Feliz na ilha



Hoje, os olhos entreabriram-se pela madrugada, sendo a penumbra um visitante inesperado que nos pode oferendar regalos inimaginados. Acariciei a coberta da cama, entrelacei os dedos na pata do meu mais novo e tentei regressar ao espectro dos sonhos literais, mas não me foi possível virar costas à claridade matinal e desistir mais uma vez de começar o dia à hora que ambiciono e creio ser certa. 

Mexi ovos e dei umas trincas numa banana e numa pêra, quis ser mais veloz e dei uma hipótese ao corpo de contrariar a mente. A folga justificava que me entregasse ao exterior e que o deixasse provar-me valer a pena partilhá-lo com os demais fantasmas que por aí deambulam em busca de um lugar ao sol. 

Já o cais se avistava e eu divorciava-me da marcha para namoriscar a corrida. Ia parando de quando em vez para alternar quem aos ouvidos me entoava cânticos que já esquecera e contemplar a arte urbana que me implorava para ficar registada no meu diário virtual. 

Sorri para comigo e tentei convencer-me de que esta seria uma boa rotina para o que me exijo ser amanhã. Quando dei por mim já a ponte se erguia sobre mim e pela face emergiam casais de lágrimas e gotas de suor que exultavam a dança consequente de um dia mais feliz. 

Já o noticiário da uma devia estar a dar e eu permanecia em fotossíntese pelo padrão dos descobrimentos onde me instiguei a comer sopa às colheres e a beber água de forma despropositada. O meu gémeo de ontem sussurrava-me que não valia a pena ser tão drástico e lá me levara a investir as moedas que me sobravam na carteira num maço de tabaco . Sim, fumei e foi quase sublime. 

Como se o bem e o mal pudessem flirtar de forma estrategicamente ética e eu pudesse assistir a todo o espectáculo de camarote. 

No regresso achei que devia deitar-me em todas as superfícies que me parecessem convidativas e fi-lo por diversas vezes sem que o relógio me importunasse. 

Cheirei o rio como se de um assassino me tratasse, apreciando o sal e a brisa aquosa enquanto me permitia isolar o azedo de uma podridão que só por nós, ilustríssimos humanoides, poderia ser germinada. 

A música entrelaçava-se, alto e velozmente, num espírito escancarado aos sentidos do tempo e do espaço. O berço da vida na cidade e eu, poeta vadio, a contemplar o privilégio que é existir no meio de tudo, permitindo-me a sentir mais do que nada. 

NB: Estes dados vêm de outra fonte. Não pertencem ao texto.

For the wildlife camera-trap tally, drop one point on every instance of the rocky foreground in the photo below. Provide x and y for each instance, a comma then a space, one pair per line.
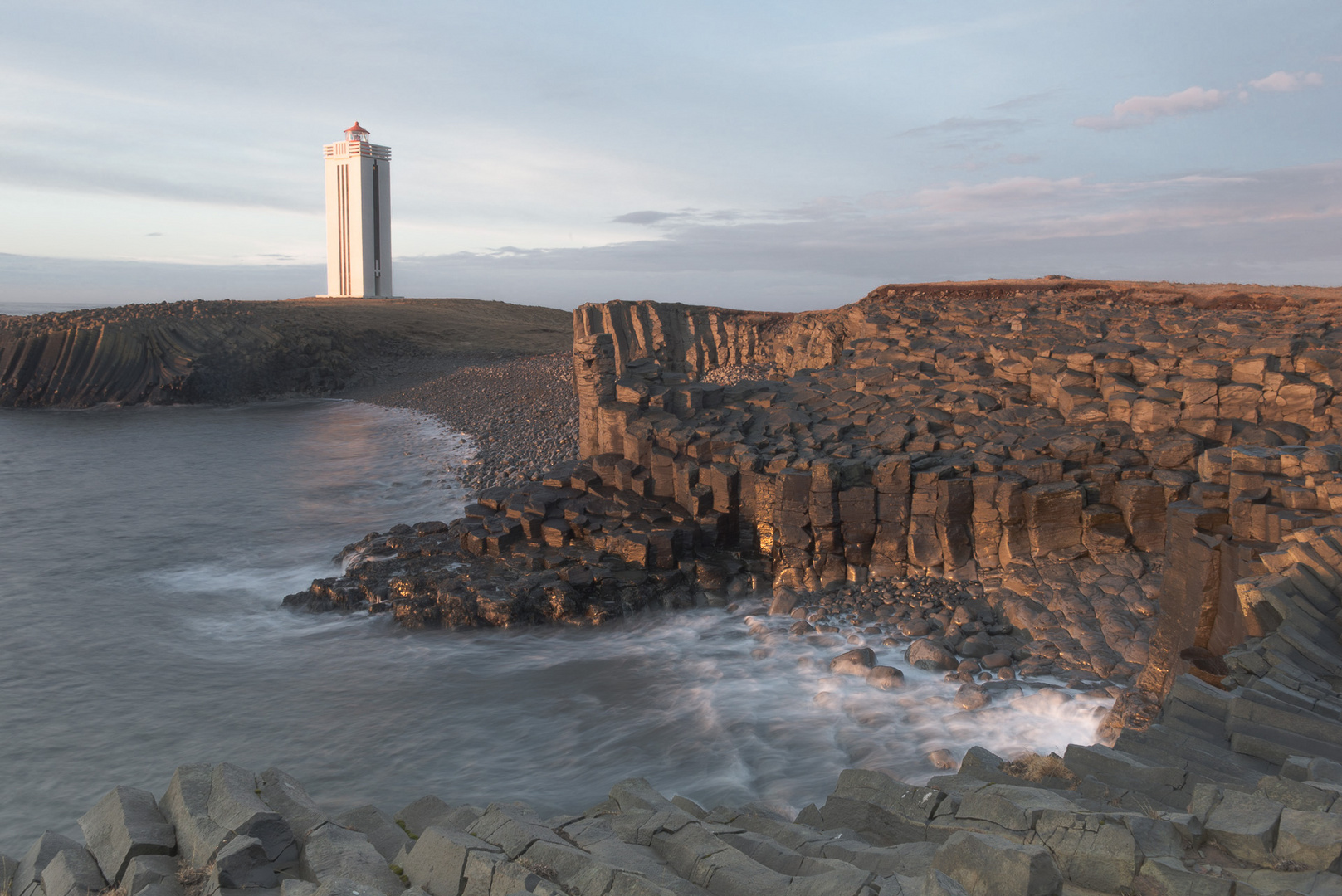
230, 352
1091, 821
1135, 489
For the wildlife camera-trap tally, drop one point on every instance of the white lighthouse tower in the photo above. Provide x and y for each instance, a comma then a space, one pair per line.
359, 217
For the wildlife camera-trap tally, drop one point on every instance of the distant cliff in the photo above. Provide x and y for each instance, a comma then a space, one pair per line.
222, 352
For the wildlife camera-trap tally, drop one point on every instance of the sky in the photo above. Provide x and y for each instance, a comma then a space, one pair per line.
752, 154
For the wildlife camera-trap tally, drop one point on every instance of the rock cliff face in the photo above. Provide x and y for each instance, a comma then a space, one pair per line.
160, 354
1059, 441
220, 352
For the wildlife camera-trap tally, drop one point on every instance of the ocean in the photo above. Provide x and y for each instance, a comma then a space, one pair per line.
144, 554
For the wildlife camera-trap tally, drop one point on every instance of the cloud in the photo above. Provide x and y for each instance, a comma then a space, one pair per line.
1275, 226
978, 126
1283, 82
643, 217
1142, 110
1030, 100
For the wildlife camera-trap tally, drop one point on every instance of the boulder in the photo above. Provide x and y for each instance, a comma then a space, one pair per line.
1246, 826
243, 863
930, 656
1311, 840
976, 647
185, 805
152, 876
858, 661
972, 696
235, 806
334, 852
125, 824
294, 887
73, 872
439, 857
382, 829
1011, 806
422, 815
1093, 850
282, 793
8, 868
939, 884
1054, 515
1166, 876
27, 876
991, 865
343, 887
886, 678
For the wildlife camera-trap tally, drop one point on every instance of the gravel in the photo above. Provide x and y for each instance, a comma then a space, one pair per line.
520, 412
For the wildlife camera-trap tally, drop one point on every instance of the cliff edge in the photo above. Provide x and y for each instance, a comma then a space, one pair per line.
223, 352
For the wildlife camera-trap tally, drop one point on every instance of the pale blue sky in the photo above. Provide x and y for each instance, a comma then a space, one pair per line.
760, 154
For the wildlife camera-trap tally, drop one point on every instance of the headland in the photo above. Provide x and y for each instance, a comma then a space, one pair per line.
1125, 487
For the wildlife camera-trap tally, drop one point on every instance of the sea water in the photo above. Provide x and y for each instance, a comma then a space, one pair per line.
144, 554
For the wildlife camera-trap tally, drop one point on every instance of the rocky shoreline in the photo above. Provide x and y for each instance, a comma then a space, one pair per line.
1135, 493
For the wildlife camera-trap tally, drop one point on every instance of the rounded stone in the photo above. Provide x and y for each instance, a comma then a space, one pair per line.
858, 661
977, 647
942, 759
886, 678
972, 696
930, 656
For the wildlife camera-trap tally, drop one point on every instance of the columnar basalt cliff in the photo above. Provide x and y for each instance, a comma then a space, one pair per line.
1061, 443
226, 352
1055, 479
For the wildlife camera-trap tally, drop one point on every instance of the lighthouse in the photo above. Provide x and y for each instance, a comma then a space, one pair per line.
359, 217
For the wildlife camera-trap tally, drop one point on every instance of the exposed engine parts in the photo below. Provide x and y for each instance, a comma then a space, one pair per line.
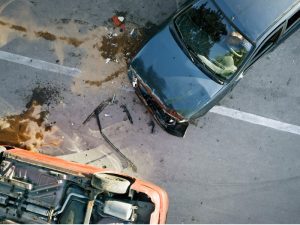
31, 193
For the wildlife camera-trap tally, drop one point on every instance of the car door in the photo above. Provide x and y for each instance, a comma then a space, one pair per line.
267, 45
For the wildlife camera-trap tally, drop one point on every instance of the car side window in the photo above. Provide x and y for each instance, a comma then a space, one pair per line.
293, 20
270, 41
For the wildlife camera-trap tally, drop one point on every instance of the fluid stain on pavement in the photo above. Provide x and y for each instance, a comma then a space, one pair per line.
29, 129
25, 130
128, 43
107, 79
43, 34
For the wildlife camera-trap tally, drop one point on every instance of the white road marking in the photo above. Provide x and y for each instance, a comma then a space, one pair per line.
255, 119
39, 64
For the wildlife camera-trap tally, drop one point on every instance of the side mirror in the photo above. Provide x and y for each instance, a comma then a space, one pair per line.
110, 183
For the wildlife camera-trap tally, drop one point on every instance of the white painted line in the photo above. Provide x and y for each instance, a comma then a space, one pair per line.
255, 119
39, 64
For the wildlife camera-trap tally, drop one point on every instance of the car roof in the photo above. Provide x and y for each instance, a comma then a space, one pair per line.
254, 17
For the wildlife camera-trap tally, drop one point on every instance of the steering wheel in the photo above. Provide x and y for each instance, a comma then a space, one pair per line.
235, 53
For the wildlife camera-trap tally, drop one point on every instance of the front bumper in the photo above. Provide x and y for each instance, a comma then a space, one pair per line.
169, 121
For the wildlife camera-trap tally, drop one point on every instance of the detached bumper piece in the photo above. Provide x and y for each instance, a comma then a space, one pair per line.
169, 123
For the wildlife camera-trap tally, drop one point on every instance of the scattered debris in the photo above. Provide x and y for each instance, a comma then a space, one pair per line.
152, 125
44, 95
98, 83
125, 110
107, 60
96, 113
118, 21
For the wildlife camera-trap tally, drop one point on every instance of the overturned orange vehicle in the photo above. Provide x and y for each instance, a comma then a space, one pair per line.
36, 188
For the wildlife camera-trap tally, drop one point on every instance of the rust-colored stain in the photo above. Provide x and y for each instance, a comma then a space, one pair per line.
3, 23
29, 129
98, 83
18, 28
15, 129
46, 35
122, 44
72, 41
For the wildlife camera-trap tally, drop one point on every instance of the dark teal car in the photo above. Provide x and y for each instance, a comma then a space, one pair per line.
203, 51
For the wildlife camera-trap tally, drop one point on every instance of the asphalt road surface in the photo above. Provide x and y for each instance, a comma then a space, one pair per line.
238, 164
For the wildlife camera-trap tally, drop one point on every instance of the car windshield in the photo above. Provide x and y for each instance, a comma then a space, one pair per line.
211, 39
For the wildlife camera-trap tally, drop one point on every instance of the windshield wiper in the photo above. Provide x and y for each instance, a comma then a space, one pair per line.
194, 57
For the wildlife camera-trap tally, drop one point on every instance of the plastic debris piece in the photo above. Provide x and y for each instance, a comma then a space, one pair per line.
121, 19
116, 21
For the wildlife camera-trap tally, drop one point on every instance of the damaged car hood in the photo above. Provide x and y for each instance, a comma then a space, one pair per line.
172, 76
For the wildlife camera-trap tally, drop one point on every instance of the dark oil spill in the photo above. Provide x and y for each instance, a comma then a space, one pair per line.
46, 35
107, 79
72, 41
27, 130
126, 44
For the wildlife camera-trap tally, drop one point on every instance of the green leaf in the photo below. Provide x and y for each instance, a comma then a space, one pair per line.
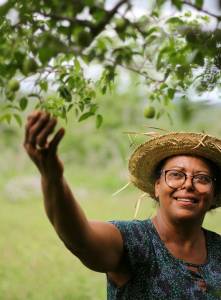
65, 93
43, 85
23, 102
171, 93
175, 21
85, 116
18, 119
6, 117
99, 121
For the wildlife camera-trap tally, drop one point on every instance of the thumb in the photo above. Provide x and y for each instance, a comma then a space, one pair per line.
53, 145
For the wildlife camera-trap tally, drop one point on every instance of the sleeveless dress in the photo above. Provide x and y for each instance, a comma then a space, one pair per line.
157, 274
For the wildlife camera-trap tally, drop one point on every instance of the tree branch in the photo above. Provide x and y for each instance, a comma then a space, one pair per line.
202, 10
109, 16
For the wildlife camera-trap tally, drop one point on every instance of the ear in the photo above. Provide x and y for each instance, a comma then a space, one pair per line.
157, 187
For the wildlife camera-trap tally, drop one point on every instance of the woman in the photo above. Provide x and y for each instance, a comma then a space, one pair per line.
168, 257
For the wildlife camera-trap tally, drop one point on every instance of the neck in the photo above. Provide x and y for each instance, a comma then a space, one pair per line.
179, 231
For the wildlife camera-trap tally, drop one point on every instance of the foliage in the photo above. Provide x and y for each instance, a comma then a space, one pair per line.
53, 44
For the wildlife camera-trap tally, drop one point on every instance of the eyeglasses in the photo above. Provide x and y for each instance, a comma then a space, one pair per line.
176, 179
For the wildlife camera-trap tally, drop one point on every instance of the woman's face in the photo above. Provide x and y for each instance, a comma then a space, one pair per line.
186, 201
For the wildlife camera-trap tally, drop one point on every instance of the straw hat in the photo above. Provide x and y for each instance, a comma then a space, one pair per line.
145, 159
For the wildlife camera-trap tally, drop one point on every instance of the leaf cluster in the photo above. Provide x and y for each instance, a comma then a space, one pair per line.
53, 44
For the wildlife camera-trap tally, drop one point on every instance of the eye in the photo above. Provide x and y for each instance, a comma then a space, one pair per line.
175, 174
203, 179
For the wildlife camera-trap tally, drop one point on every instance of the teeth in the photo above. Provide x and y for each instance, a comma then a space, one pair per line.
185, 200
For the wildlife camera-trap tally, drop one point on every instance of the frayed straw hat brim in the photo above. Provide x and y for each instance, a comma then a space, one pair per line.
146, 157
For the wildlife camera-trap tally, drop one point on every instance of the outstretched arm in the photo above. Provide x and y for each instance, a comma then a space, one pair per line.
98, 245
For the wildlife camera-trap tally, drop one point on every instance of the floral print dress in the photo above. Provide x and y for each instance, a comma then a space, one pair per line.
157, 274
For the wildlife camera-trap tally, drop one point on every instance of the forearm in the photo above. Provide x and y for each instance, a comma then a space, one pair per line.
65, 213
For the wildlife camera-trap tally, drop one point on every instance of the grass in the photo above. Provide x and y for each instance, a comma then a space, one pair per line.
35, 265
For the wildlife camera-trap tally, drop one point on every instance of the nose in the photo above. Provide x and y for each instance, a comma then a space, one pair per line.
188, 184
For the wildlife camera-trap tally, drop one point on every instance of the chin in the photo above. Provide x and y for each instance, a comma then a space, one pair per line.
185, 215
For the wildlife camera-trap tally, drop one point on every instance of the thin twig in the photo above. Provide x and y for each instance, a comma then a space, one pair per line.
202, 10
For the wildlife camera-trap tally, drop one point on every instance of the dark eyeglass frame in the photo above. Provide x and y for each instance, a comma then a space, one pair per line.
213, 179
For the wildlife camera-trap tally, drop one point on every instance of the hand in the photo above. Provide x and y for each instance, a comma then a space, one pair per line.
40, 125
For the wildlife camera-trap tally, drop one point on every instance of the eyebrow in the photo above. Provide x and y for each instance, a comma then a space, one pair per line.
183, 169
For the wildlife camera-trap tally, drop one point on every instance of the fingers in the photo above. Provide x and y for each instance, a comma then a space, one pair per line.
41, 138
35, 125
56, 140
38, 128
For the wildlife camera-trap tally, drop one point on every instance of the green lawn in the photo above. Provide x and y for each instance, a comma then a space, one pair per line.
35, 265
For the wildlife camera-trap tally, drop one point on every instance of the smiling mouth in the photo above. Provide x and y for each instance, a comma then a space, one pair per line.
187, 200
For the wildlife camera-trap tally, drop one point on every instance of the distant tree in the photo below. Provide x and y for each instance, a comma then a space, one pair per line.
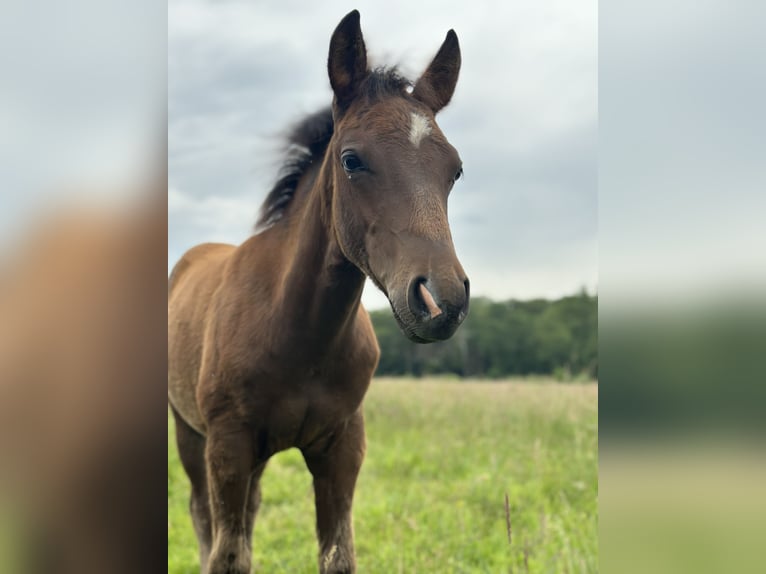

As pernas não se incomodaram de esfriar e da última vez que me sentei demasiado perto da beira rio, a maré subiu e o manifesto das águas banhou todos os meus pertences e uns pés cansados que se abrigaram numa pequena ilha de betão. Sorri e fiquei com vontade de repetir tudo outra vez. 

A rotina não me assusta. Quando é boa e eu ainda a sei apreciar.